Tratto da “Se
il clima folle allaga casa mia” di Jonathan Safran Foer, pubblicato sul
quotidiano “la Repubblica” del 14 di novembre 2021: Il mese scorso la mia casa di
Brooklyn è stata inondata due volte, entrambe per tempeste di portata storica:
la prima ha rovesciato più acqua all'ora di qualsiasi altro periodo nella
storia di New York; la seconda tempesta ha doppiato il record della settimana
precedente. "Inondazione" non coglie la portata del fatto. In
entrambi i casi l'acqua si è riversata sotto le porte, si è infiltrata negli
infissi delle finestre e tra crepe capillari nelle fondamenta del palazzo. Ma
c'è di peggio: la rete fognaria della città è stata sopraffatta dall'acqua, che
è risalita (invertendo a tutti gli effetti la direzione del flusso) mandando le
acque di scolo su per i tubi di scarico del seminterrato, per i gabinetti e i
lavandini. Per essere chiaro, "acque di scolo" significa liquami.

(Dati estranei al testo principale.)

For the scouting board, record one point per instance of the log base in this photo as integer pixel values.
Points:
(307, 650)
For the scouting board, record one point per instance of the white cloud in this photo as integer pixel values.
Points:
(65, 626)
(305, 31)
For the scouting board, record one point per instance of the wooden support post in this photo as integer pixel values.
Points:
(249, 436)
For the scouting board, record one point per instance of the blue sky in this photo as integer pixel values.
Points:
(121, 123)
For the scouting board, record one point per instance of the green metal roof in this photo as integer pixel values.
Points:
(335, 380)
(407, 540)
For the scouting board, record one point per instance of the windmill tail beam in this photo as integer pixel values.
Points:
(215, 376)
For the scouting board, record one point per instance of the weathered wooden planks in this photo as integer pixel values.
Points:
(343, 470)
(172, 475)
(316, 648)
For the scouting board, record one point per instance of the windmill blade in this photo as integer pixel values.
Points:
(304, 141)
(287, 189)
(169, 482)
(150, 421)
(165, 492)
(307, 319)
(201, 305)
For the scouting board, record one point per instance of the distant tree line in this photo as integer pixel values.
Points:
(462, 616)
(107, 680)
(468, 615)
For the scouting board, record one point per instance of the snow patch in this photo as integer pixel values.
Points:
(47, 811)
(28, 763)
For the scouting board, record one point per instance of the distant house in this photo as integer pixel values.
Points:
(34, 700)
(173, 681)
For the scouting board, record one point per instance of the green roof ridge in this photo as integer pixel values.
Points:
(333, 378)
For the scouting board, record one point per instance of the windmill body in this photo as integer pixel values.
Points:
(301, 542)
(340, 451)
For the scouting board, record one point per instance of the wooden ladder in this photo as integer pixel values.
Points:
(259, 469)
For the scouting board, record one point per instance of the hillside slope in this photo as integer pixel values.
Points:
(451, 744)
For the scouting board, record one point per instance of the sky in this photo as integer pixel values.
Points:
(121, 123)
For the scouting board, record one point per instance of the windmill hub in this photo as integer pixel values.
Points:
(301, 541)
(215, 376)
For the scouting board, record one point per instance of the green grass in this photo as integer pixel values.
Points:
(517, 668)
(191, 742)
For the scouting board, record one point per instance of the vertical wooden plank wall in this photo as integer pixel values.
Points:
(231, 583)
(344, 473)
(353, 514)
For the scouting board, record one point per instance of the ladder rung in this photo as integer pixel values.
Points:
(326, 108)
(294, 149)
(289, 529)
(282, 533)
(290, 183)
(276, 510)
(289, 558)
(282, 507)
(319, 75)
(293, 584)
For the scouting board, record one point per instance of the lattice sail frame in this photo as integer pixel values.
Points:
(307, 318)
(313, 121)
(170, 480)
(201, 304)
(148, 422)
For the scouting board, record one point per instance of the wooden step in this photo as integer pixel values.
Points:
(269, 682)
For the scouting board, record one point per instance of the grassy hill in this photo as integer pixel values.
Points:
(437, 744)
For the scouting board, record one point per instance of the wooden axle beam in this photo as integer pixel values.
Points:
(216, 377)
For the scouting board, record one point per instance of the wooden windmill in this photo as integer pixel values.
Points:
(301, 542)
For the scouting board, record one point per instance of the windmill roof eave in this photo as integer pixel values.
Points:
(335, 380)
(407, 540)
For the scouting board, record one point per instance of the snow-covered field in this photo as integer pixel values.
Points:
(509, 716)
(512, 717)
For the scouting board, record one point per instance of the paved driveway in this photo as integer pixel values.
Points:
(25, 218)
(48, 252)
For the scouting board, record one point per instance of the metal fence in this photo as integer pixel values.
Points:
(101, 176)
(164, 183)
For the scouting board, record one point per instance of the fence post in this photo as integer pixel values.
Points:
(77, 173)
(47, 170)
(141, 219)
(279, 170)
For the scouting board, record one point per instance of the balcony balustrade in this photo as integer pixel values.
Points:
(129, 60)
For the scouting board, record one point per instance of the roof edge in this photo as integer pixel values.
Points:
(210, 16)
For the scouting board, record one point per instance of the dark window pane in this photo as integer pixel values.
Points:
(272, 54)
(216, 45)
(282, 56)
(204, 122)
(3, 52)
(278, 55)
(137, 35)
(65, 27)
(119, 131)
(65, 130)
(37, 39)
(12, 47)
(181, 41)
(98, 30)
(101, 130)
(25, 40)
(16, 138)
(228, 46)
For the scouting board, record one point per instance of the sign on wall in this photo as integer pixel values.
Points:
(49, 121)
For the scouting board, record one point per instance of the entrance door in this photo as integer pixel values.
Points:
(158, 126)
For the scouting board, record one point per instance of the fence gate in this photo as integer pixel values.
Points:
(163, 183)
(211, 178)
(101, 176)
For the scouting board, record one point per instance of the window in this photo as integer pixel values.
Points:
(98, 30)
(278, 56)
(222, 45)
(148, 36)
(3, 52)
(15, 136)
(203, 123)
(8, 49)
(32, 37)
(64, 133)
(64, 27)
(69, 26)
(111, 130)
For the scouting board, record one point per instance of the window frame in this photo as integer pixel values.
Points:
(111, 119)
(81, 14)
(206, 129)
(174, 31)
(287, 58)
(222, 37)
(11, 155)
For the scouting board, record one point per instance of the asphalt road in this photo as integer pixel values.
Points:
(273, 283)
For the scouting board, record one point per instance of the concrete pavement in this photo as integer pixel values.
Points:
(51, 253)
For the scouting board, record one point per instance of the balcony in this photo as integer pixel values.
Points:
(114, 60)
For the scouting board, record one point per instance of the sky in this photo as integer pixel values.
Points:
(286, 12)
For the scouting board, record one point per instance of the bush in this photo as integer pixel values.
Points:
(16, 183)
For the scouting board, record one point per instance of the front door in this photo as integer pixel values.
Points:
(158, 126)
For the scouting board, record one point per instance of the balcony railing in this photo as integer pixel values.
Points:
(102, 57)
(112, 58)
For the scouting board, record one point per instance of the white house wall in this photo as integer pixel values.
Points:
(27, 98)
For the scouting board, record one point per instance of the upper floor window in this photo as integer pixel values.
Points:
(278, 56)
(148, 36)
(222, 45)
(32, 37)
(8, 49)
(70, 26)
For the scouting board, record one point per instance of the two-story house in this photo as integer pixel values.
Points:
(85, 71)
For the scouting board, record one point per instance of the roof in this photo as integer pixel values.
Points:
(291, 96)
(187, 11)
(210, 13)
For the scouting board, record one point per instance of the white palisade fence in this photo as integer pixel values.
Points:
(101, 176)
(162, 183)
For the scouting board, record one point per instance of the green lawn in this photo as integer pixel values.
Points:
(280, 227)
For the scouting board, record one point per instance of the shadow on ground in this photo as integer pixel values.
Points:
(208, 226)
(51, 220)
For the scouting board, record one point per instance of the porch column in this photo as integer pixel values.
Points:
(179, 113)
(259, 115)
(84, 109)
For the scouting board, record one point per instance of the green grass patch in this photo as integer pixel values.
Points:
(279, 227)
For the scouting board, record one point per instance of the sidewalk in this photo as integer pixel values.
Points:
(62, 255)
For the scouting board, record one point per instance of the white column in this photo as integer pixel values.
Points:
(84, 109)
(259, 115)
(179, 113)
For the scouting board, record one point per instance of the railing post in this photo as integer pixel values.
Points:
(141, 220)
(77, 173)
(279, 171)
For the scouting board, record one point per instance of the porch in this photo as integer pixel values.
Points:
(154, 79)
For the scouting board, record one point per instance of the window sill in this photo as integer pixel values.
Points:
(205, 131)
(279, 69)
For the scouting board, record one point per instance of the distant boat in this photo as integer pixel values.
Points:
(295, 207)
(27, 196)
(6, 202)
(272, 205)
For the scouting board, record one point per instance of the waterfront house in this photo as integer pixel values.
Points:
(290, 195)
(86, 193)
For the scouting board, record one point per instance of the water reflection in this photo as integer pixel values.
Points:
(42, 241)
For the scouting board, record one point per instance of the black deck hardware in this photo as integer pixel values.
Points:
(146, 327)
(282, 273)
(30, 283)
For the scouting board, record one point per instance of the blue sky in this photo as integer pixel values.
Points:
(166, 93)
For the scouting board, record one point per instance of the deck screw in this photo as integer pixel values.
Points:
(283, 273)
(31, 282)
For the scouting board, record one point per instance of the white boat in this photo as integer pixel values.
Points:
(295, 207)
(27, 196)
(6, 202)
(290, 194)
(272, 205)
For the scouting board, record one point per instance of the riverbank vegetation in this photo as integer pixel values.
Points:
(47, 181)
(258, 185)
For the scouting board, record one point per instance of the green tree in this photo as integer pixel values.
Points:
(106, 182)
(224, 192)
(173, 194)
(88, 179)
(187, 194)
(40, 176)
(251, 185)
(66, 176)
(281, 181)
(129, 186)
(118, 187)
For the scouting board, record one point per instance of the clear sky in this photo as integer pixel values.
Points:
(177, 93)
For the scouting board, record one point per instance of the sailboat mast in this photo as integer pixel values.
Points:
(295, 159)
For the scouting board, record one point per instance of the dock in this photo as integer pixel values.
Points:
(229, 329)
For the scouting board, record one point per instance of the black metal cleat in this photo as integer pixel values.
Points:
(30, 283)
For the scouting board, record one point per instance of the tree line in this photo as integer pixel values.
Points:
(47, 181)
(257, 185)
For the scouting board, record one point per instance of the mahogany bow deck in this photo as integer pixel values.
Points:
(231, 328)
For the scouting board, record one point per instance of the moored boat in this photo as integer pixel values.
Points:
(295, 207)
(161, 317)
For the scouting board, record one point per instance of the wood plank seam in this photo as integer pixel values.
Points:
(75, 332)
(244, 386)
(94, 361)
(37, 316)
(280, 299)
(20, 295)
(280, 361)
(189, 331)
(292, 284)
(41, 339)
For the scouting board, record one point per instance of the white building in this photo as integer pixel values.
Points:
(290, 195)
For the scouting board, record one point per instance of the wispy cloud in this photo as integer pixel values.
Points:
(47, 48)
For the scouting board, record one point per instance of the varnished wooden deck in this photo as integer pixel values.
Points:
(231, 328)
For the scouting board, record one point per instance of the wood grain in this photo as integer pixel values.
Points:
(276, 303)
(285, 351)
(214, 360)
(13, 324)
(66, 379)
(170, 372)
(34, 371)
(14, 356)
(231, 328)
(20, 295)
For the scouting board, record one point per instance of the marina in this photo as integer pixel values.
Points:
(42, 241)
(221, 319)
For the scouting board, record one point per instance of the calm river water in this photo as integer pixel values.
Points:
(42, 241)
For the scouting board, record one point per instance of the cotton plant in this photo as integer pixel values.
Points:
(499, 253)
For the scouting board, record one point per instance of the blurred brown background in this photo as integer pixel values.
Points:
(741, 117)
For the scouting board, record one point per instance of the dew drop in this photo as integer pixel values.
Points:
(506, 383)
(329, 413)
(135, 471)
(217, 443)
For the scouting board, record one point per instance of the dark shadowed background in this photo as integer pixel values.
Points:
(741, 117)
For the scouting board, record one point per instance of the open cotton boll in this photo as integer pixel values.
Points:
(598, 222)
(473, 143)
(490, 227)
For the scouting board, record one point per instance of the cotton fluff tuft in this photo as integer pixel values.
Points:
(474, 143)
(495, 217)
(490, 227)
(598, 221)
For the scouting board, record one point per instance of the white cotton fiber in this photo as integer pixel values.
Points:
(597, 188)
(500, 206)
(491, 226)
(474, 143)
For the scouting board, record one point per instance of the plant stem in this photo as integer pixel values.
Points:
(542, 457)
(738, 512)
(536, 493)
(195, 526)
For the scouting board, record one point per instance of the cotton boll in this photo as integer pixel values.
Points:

Significa merda. Ho ingaggiato una squadra per lavare con gli idrogetti e
disinfettare i pavimenti. (Oltre a essere disgustosa, l'acqua di scolo
costituisce un serio rischio per la salute). Questa squadra era parte di un
piccolo esercito di pulitori industriali provenienti da Chicago - una carovana
di mezza dozzina di camion carichi di attrezzature e personale; hanno passato
due settimane sparpagliati per la città prima di riprendere le loro cose e tornare
a casa. (Automobili elettriche e pannelli solari non sono le uniche attività
create per reagire al cambiamento climatico). Ho ingaggiato un'altra squadra
per sostituire tutte le pareti e le porte fino a un'altezza di trenta
centimetri - tutto ciò che si era bagnato - per non far diffondere la muffa (la
muffa costituisce un altro serio rischio per la salute). Una terza squadra ha
staccato il pavimento cedevole in legno e il sottopavimento saturo d'acqua e li
ha sostituiti, questa volta con un piastrellato impermeabile. Va da sé che la
spesa è stata ingente. Quando mi sono rivolto alla mia compagnia di
assicurazione, mi è stato risposto che per gli "atti di Dio" - gli
eventi che l'intervento umano non può impedire - non è prevista copertura.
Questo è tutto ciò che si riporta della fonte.